Changes to NFP Reporting Standard Pt. 4

Jill S. G. Palmeter, CPA, Principal (May, 2018)

The Financial Accounting Standards Board (FASB) is striving for increased transparency so that readers of NFP financial statements will be able to tell how an organization is managing its financial resources and whether they will be able to fund its operational activities over the next 12 months.  NFPs will now be required to provide both qualitative and quantitative information about liquidity and availability of resources. 

  • Qualitative information – communicates how the NFP manages its liquid resources so they can meet their cash needs within one year of the balance sheet date.  An organization might have to first determine how it is that they are managing their operational cash needs and then communicate in verbiage the components of that process in a footnote.  There are many ways to present this information.  The AICPA’s Not-for-Profit Section gives the following example of such a disclosure:

“NFP A has $375,000 of financial assets available within one year of the balance sheet date consisting of cash of $75,000. Contributions receivable of $20,000 and short-term investments of $300,000.  None of the financial assets are subject to donor or other contractual restrictions that make them unavailable for general expenditure within one year of the balance sheet date.  The contributions receivable are subject to time restrictions, but will be collected within one year.  NFP A has a goal to maintain financial assets, which consist of cash and short-term investments, on hand to meet 60 days of normal operating expenses, which are, on average, approximately $275,000.  As part of its liquidity management, NFP A invests cash in excess of daily requirements in various short-term investments including certificates of deposit and short term treasury instruments.  As more fully described in Note X, NFP A also has committed lines of credit in the amount of $20,000, which it could draw upon in the event of an unanticipated liquidity need.”
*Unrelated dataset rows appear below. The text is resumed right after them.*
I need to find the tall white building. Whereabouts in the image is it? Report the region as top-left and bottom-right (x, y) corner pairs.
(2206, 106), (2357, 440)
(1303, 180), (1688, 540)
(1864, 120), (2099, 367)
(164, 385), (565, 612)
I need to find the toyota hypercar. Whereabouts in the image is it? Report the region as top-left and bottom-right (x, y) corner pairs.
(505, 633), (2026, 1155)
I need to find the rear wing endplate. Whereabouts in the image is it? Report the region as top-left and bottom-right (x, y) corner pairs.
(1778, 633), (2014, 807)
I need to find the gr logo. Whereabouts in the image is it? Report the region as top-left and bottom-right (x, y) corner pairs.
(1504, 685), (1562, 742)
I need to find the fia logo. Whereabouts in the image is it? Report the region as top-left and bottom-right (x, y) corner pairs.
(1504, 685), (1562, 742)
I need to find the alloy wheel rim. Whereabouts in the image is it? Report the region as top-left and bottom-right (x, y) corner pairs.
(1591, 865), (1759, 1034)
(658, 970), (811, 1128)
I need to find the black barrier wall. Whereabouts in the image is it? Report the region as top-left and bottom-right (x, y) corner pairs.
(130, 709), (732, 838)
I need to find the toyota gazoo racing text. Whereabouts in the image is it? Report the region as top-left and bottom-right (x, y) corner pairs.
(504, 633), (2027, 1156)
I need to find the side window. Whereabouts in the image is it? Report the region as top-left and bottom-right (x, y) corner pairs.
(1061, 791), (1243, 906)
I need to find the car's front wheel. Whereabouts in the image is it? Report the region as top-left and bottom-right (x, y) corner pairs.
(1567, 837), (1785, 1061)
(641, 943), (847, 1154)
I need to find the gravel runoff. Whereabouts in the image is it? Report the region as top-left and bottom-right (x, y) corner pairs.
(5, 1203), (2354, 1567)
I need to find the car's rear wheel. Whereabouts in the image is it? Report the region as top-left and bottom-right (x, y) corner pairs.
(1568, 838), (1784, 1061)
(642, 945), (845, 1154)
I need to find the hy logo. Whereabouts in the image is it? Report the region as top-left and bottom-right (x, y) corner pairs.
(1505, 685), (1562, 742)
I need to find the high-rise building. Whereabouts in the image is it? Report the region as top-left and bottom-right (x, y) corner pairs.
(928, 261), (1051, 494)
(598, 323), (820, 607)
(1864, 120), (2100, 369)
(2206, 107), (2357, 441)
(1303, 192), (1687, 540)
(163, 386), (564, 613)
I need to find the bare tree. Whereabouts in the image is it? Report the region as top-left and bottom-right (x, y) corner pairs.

  • Quantitative information – this communicates, perhaps in table format, the availability of a NFP’s financial assets at the balance sheet date to meet cash needs for general expenditures within one year.  This information can be presented either on the face of the balance sheet or in the footnotes.  Again, the AICPA’s Not-for-Profit Section gives the following example of such a disclosure:

Cash and cash equivalents                                                                                         $ 4,851,231

Accounts receivable                                                                                                           312,216

Operating investments                                                                                                      723,006

Promises to give                                                                                                                 985,846

Distributions from assets held under split-interest agreements                               145,000

Distributions from beneficial interests in assets held by others                                180,110

Endowment spending rate distributions and appropriations                                 1,115,664

     Financial assets available to meet cash needs general

          expenditures within one year                                                                           $ 8,313,073

Although these new reporting requirements might at first seem overwhelming, we again encourage you to begin analyzing your organization’s financial assets to better plan for this change.